Conservation of momentum and skaters

A very good example of the conservation of momentum in an 'explosion' is given by a pair of skaters. They stand facing each other and push themselves apart, the same force acts on each skater. If their masses are equal they both recoil with the same (but opposite) velocity.



Let the mass of the girl and her twin sister be m and their velocities after separation be v₁ and v₂.
Momentum before separation = 0
Momentum after impact = mv₁ + mv₂
By the law of conservation of momentum:
Momentum before they push apart = 0 = momentum after they push apart = mv₁ + mv₂
Therefore: 0 = mv₁ + mv₂ and so mv₁ = - mv₂ v₁ = - v₂

However if they are of unequal mass the person with the greater mass will move off much more slowly after the initial push.

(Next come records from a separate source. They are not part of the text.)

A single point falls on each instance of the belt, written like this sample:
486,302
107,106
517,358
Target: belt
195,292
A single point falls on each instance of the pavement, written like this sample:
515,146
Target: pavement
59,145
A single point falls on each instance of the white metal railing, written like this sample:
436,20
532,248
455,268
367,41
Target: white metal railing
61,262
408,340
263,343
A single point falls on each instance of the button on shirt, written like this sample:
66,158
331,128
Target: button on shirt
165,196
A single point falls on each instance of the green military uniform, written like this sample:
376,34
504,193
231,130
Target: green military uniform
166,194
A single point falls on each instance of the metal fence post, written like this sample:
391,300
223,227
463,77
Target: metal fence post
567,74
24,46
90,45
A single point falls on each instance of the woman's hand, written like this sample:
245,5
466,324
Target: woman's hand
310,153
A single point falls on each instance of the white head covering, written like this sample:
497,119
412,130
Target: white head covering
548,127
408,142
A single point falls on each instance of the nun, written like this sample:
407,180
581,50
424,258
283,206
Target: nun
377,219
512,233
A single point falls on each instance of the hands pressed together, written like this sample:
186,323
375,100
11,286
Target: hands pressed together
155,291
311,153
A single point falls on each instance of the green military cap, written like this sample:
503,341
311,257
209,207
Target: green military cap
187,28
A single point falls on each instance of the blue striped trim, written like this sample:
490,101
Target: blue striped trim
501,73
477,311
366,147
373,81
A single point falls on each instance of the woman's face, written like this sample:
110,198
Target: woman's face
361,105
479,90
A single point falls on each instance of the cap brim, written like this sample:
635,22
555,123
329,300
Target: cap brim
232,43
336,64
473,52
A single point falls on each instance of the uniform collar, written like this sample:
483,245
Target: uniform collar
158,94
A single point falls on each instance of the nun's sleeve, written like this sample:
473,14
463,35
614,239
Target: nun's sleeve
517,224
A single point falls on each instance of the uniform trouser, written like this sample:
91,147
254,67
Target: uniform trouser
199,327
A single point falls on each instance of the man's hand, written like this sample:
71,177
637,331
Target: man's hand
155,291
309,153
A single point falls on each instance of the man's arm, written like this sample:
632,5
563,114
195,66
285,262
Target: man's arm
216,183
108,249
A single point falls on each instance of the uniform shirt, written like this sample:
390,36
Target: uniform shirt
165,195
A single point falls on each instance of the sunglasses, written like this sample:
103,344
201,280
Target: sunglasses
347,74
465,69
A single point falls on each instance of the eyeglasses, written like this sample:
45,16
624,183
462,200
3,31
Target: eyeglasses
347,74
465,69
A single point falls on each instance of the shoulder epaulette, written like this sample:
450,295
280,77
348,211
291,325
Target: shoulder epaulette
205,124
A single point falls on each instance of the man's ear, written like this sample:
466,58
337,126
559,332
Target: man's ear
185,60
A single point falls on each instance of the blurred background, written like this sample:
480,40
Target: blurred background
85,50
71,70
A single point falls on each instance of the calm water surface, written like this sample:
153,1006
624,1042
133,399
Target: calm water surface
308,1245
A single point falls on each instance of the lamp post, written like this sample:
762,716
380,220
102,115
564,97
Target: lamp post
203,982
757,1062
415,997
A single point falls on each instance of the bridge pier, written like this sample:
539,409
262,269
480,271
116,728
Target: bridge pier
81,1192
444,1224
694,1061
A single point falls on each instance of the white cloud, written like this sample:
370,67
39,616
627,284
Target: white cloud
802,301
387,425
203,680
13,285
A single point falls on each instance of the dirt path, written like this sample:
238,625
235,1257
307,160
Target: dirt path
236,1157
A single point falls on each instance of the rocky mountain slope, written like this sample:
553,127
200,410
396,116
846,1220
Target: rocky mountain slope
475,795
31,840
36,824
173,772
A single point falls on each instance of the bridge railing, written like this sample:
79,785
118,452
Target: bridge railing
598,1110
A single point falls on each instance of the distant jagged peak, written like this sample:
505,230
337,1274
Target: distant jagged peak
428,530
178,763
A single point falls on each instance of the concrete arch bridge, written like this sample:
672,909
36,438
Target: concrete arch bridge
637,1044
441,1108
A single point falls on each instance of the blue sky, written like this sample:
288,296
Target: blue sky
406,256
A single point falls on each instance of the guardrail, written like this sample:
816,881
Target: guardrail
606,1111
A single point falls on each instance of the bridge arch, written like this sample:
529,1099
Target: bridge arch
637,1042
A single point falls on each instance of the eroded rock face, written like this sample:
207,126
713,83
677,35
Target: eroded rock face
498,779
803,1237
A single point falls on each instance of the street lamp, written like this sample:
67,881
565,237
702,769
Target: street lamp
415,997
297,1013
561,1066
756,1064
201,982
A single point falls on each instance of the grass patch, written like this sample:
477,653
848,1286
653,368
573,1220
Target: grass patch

Let the mass of the girl be m, the mass of the man M and their velocities after separation be v and V.
Momentum before separation = 0
Momentum after impact = mv₁ + MV
By the law of conservation of momentum:
Momentum before they push apart = 0 = momentum after they push apart = mv + MV
Therefore: 0 = mv + MV and so mv = - MV v = - [M/m]V

If the mass of the man is double that of the girl she will 'recoil' at twice his speed.